Troubling new evidence has emerged in the scandal surrounding Fairfax film critic Jim Schembri’s infamous Scream 4 spoiler, with secret internal documents contradicting the scribe’s official explanation for the snafu.

In a prominent piece written by Schembri for last Friday’s Age Insight section titled “How I punk’d the Twitterverse“, the buff claimed he’d penned two versions of his review to execute a deliberate ruse — one without a spoiler for the print edition of The Age‘s EG filed on Wednesday, April 13 and another version — revealing the killer — that would appear on the web and cause a commotion before being replaced.

“…I decided to create a [sic] online event. I wanted to become the scourge of the Twitterverse as I led the hordes down a merry trail of cryptic messages and misdirection,” Schembri wrote, claiming he “ignited the firestorm by writing two Scream 4 reviews, one with genuine spoiler, one without. The latter ran in print, filed on the morning of last Wednesday week.”

But not only was the print review filed a day earlier than Schembri claims, it also contained the spoiler. The error was rectified 20 hours later — not by Schembri but by a savvy Brisbane-based sub-editor who sounded the alarm.

Internal copies of the story’s version history from The Age‘s “Cyber” publishing system, seen by Crikey, reveal that in fact Schembri (or “jschembri” in IT parlance) initially filed only one review, containing the spoiler, at 17:48:40 on Tuesday, April 12 to “Eged” — the desk for the copy that goes in the paper. That version was picked up briefly by EG editor Jo Roberts later that night.

The first sentence revealed the identity of the killer, a strict no-no in film critic circles: “Only the sight of <xxx> getting all kill-happy [emphasis added] in the frenzied, formulaic final-reel bloodbath makes this totally unwanted, utterly predictable franchise stretcher marginally worthwhile.”

Cyber shows the crucial spoiler word — “kill-happy” — is left unaltered up until the review’s 13th edit on the following afternoon — Wednesday — at 14:34:53 by “EBestAGE”. “EBest” is Liz Best, a Pagemasters sub-editor based in Brisbane. While Pagemasters refused to comment on the record, citing its commercial relationship with Fairfax, Crikey understands that while subbing the piece Best noticed the spoiler and contacted a senior editor at The Age and Schembri to alert them.

Soon after, “Kill-happy” is replaced — by Best in the system — with “caught up” and the spoiler disappears: “Only the sight of <xxx> getting caught up in the frenzied, formulaic final-reel makes this totally unwanted, utterly predictable franchise stretcher marginally worthwhile.”

The junked text was placed into Cyber’s “notes” function. (Crikey sub-editor and former Age sub Mick Vaughan explains the Cyber “notes” area is where alterations to the story can be tracked). Barring two further minor edits, this is the version that would appear in the EG print edition.

In his “punk’d” piece, Schembri wrote that as part of the prank, an online version of the review — containing the spoiler — would appear on the Wednesday “afternoon” on The Age‘s website. At about 5.20pm, The Age‘s online content management system indeed shows that Schembri created the item and published it to the web.

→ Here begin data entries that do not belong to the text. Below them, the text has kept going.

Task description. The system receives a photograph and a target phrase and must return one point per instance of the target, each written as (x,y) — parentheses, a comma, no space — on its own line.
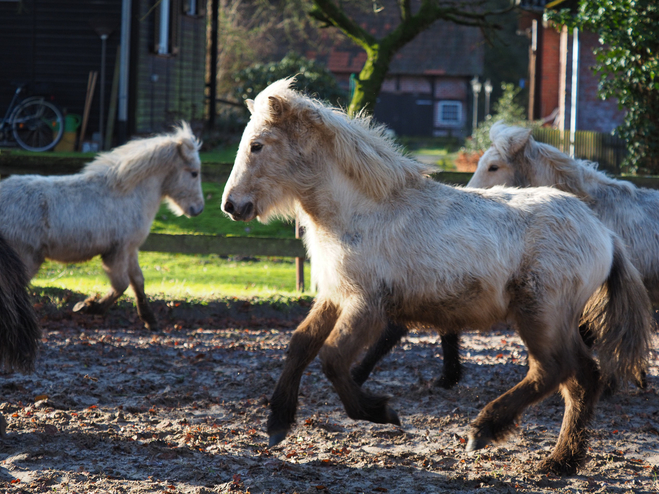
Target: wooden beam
(221,245)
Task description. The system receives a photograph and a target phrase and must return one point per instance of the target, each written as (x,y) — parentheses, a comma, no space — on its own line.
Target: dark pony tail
(19,329)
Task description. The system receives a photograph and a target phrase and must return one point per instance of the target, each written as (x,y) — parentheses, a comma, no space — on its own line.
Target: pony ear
(277,107)
(513,138)
(519,140)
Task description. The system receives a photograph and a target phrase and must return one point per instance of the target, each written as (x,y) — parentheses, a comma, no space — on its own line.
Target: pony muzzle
(239,212)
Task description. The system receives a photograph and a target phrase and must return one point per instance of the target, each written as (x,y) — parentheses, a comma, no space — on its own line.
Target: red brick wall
(592,112)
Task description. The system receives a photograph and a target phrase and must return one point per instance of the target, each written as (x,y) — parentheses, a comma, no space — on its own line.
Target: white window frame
(439,122)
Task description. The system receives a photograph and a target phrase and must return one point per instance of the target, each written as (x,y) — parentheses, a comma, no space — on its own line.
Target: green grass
(183,277)
(214,222)
(225,154)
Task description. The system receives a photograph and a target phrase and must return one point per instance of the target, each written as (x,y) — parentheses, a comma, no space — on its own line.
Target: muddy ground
(113,408)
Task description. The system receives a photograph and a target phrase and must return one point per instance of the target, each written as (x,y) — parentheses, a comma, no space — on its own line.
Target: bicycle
(33,123)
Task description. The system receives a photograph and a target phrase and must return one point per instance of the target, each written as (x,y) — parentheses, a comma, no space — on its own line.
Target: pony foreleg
(352,330)
(452,370)
(115,266)
(389,339)
(305,343)
(137,282)
(580,393)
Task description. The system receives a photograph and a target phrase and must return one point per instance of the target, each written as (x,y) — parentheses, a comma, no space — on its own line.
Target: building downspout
(124,64)
(575,82)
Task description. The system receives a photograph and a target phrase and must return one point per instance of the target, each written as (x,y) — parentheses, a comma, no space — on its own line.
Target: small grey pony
(515,159)
(106,209)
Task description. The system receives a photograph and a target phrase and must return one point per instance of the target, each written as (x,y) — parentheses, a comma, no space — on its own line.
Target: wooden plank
(22,164)
(218,244)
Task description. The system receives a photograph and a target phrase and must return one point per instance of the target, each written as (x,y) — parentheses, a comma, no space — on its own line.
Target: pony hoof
(392,417)
(447,382)
(276,438)
(476,443)
(151,326)
(550,465)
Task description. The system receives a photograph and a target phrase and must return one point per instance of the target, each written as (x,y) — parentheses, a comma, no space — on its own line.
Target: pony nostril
(196,211)
(247,210)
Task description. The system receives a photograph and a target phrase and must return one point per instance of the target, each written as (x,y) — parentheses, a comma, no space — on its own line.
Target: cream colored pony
(391,244)
(105,210)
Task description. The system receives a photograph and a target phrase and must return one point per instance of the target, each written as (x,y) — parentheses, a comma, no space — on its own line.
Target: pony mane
(126,166)
(576,176)
(364,150)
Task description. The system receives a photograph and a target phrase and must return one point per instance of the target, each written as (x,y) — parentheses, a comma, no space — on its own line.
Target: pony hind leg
(137,283)
(115,266)
(355,327)
(498,418)
(305,343)
(580,393)
(389,339)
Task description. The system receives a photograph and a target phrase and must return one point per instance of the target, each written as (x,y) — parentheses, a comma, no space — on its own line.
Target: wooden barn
(149,55)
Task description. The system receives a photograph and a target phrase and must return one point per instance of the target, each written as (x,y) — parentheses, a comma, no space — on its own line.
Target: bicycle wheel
(37,125)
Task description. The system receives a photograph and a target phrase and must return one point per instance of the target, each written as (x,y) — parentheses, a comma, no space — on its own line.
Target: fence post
(299,261)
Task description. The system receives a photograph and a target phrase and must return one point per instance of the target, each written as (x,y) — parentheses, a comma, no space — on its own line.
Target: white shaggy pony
(391,244)
(515,159)
(107,210)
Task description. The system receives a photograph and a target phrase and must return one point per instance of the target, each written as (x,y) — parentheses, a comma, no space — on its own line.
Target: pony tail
(619,316)
(19,330)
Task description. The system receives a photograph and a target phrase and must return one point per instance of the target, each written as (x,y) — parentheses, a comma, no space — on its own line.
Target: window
(449,113)
(194,7)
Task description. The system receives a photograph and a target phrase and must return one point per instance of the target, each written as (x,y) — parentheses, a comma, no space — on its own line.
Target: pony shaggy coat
(390,244)
(516,159)
(105,210)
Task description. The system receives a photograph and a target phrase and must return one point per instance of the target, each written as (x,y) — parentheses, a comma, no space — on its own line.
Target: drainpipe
(124,63)
(575,82)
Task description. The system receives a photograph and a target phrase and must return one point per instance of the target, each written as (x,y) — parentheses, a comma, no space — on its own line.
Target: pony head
(294,146)
(169,161)
(256,188)
(498,165)
(182,186)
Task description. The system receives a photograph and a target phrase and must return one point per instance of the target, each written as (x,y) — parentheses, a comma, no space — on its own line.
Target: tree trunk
(369,81)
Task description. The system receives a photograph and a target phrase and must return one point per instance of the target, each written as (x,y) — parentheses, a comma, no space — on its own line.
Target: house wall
(594,113)
(170,88)
(549,76)
(412,105)
(53,42)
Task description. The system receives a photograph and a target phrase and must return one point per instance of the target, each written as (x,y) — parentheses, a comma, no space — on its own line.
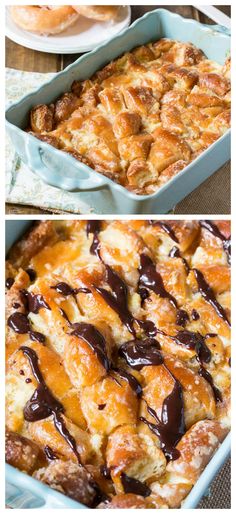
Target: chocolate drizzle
(205,374)
(34,302)
(9,282)
(213,229)
(151,279)
(175,252)
(118,299)
(94,227)
(166,229)
(182,318)
(43,404)
(94,338)
(195,315)
(31,273)
(139,353)
(132,485)
(105,471)
(20,324)
(209,295)
(171,427)
(64,289)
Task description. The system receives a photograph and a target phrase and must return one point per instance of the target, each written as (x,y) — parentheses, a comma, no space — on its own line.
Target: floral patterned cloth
(22,186)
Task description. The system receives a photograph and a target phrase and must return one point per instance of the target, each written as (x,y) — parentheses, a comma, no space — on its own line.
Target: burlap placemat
(219,496)
(211,197)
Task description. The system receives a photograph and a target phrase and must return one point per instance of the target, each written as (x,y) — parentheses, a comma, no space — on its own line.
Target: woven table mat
(219,496)
(211,197)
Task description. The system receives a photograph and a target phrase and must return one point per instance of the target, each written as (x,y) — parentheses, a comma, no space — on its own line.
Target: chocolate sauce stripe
(213,229)
(43,404)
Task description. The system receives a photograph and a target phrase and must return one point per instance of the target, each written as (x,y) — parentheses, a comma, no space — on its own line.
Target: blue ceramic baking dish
(102,194)
(23,491)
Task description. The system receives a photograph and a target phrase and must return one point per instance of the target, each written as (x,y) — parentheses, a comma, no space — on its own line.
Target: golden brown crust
(23,453)
(143,117)
(44,20)
(70,479)
(97,295)
(32,243)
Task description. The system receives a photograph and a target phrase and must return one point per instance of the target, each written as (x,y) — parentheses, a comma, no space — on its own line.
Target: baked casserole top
(143,117)
(118,357)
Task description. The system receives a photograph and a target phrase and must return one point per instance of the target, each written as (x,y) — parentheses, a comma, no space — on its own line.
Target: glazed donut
(98,12)
(43,19)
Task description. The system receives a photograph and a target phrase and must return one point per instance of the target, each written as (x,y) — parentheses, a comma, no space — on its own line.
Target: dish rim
(98,177)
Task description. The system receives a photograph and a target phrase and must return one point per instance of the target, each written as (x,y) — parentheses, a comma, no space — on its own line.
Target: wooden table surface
(25,59)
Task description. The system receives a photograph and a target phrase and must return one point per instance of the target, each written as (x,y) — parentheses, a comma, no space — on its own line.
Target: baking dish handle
(219,28)
(64,176)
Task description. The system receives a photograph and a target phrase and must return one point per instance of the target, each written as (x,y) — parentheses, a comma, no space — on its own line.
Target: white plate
(83,36)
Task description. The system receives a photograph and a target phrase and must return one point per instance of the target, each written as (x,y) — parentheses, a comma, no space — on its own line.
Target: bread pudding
(118,357)
(142,118)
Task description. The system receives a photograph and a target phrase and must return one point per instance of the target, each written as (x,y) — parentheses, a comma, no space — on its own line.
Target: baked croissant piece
(142,118)
(118,357)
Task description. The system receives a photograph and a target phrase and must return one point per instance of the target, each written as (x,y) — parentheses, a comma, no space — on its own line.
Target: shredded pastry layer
(118,357)
(143,117)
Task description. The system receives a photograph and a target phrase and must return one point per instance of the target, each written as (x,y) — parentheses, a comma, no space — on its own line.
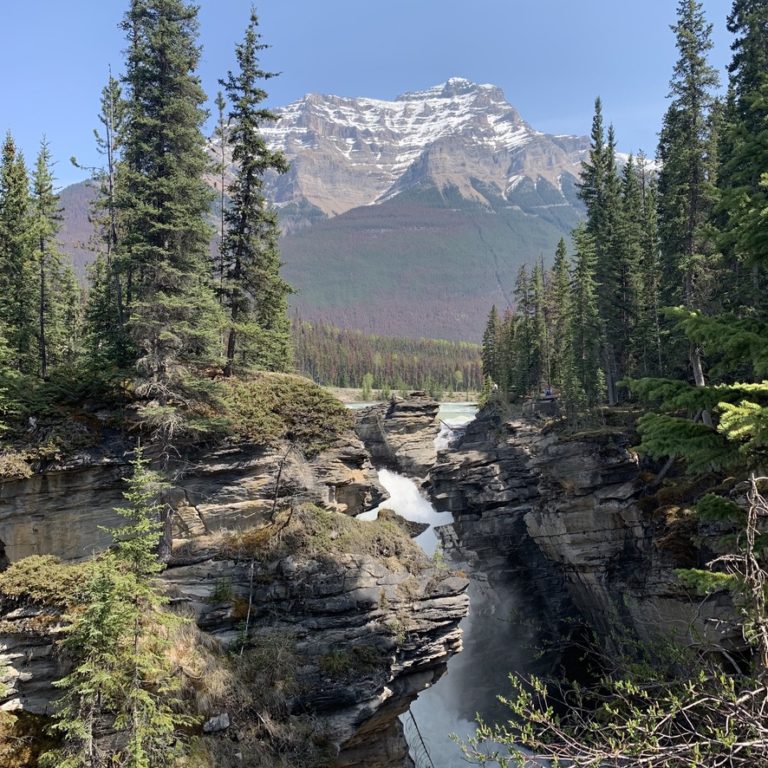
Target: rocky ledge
(263,555)
(400,435)
(574,515)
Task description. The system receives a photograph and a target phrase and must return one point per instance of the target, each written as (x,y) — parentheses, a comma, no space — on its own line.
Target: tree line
(683,232)
(343,358)
(160,308)
(161,318)
(665,304)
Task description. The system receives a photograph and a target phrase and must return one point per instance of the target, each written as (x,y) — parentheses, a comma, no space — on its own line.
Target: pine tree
(600,189)
(744,147)
(627,270)
(541,331)
(45,224)
(106,312)
(560,308)
(255,293)
(163,200)
(17,260)
(122,680)
(647,341)
(524,370)
(686,181)
(585,325)
(490,346)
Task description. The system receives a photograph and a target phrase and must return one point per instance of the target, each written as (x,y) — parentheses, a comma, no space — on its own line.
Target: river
(496,642)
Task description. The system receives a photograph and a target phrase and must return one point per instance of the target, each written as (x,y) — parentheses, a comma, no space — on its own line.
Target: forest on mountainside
(662,310)
(343,358)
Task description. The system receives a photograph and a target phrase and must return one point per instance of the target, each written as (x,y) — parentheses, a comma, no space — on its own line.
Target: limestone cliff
(400,434)
(572,513)
(261,550)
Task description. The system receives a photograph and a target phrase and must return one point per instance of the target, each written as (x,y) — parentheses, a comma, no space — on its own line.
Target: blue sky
(551,57)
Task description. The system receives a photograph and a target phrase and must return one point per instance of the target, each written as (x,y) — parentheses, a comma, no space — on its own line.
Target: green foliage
(703,583)
(701,446)
(161,196)
(44,580)
(271,407)
(253,292)
(340,357)
(118,638)
(714,508)
(366,386)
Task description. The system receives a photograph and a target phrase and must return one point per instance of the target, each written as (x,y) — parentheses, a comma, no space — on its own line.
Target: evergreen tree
(45,224)
(628,271)
(107,309)
(541,331)
(686,181)
(163,200)
(255,295)
(122,680)
(585,325)
(600,189)
(744,172)
(647,341)
(490,347)
(560,308)
(524,371)
(17,260)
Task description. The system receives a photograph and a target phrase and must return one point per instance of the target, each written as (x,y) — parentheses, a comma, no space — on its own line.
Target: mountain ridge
(408,216)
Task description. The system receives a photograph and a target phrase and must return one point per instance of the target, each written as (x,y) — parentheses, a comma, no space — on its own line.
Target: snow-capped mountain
(349,152)
(412,216)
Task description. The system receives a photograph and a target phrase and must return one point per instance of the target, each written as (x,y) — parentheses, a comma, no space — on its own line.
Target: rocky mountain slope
(411,216)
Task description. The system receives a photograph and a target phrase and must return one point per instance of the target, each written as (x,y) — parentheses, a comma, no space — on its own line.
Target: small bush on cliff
(271,407)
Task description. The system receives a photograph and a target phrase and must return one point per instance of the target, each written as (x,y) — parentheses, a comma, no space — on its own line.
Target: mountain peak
(451,88)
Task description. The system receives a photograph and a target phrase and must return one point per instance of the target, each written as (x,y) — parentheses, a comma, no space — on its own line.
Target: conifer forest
(184,578)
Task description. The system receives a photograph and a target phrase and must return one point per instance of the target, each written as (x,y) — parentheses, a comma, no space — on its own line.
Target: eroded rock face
(370,631)
(564,513)
(400,435)
(61,511)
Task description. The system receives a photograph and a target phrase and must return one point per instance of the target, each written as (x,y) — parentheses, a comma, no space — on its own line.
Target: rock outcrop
(400,435)
(369,620)
(566,512)
(62,511)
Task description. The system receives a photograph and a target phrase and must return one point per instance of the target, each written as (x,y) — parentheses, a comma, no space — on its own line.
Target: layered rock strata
(368,628)
(568,510)
(400,435)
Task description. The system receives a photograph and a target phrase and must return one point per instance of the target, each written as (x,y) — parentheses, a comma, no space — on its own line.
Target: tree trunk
(43,350)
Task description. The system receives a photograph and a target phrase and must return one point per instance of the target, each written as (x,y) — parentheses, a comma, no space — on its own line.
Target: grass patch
(256,690)
(44,580)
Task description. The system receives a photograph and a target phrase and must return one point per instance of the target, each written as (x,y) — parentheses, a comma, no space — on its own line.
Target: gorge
(546,531)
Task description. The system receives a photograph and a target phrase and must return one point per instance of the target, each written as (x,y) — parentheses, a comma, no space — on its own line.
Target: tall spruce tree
(744,147)
(647,341)
(162,198)
(686,187)
(255,294)
(107,307)
(122,682)
(600,189)
(585,325)
(490,346)
(45,220)
(17,261)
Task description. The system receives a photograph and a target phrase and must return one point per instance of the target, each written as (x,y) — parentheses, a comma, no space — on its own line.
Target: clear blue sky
(551,57)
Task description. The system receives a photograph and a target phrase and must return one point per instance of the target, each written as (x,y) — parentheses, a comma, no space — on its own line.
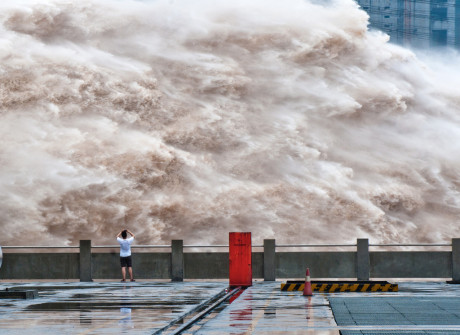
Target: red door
(240,259)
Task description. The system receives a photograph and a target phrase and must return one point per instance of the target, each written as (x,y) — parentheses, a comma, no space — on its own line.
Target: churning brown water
(190,119)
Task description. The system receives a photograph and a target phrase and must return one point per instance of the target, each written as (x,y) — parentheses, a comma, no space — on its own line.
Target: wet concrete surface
(145,307)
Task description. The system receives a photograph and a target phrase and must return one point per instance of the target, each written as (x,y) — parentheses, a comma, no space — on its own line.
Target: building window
(439,37)
(439,13)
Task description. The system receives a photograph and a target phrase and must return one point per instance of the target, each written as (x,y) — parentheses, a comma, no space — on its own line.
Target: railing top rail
(412,245)
(133,246)
(314,245)
(39,247)
(226,246)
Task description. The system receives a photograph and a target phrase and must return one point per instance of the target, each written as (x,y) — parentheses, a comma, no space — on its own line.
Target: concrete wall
(321,264)
(411,264)
(40,266)
(360,264)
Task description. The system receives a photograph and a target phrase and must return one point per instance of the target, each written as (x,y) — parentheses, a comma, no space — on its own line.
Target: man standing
(125,253)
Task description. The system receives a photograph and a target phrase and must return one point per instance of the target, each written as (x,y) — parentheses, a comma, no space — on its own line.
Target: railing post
(269,260)
(85,261)
(456,260)
(177,260)
(362,259)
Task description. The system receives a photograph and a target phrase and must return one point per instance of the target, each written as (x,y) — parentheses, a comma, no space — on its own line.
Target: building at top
(416,23)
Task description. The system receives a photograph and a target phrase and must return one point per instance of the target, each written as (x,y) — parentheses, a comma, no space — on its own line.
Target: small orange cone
(307,288)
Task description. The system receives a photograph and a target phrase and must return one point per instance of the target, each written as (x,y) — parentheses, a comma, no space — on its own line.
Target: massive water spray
(190,119)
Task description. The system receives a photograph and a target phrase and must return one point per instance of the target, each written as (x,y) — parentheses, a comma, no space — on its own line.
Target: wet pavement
(146,307)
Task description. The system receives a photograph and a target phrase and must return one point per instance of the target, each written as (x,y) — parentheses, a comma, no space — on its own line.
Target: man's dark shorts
(126,262)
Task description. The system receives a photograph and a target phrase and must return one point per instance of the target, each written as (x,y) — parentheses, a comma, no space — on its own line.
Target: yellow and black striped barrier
(348,286)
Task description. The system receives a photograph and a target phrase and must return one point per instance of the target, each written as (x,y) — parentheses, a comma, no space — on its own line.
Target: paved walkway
(145,307)
(397,315)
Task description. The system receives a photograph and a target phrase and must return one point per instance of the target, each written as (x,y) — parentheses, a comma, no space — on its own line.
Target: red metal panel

(The Age maintains a separate publishing system for its online stories, for which Schembri has publishing rights).

As Crikey‘s Luke Buckmaster quickly observed, it took Twitter about 12 hours to notice the spoiler and accuse Schembri of ruining the film.

The following morning — Friday — Schembri posted a series of retaliatory tweets claiming “we do not give away the ending”, but only after he had altered “kill-happy” to “caught up” online. It appears he had either reverse-engineered an excuse for the original error at the time it was discovered by Pagemasters, or had published the online spoiler version erroneously and came up with the ex post facto excuse then.

But if, as Schembri maintained in Insight, his intention to “punk” the Twitterverse had been hatched in advance — with a spoiler-free version written for the print edition and a spoiler online — then it makes no sense to have filed the spoiled version for EG. And the “other version” only appeared after Pagemasters’ intervention. Note that Schembri makes no reference to filing an erroneous version in his official explanation.

Jo Roberts appeared to subscribe to the latter theory, telling Crikey this morning that Schembri had explained to her he had “filed the story errantly” and had also confessed to a “genuine error”. Roberts said she wasn’t aware that Schembri had taken it upon himself to publish the review online and that the normal practice was to publish to the web at the same time EG hits the streets.

Other senior Age sources have confirmed that in their view the “punk’d” excuse was simply a ruse to cover over a serious breach of the first rule of film reviewing — don’t give away the ending. One described Schembri as a “difficult character” and a “loose cannon”.

Neither Schembri nor Age editor Paul Ramadge responded to Crikey‘s request for an explanation this morning.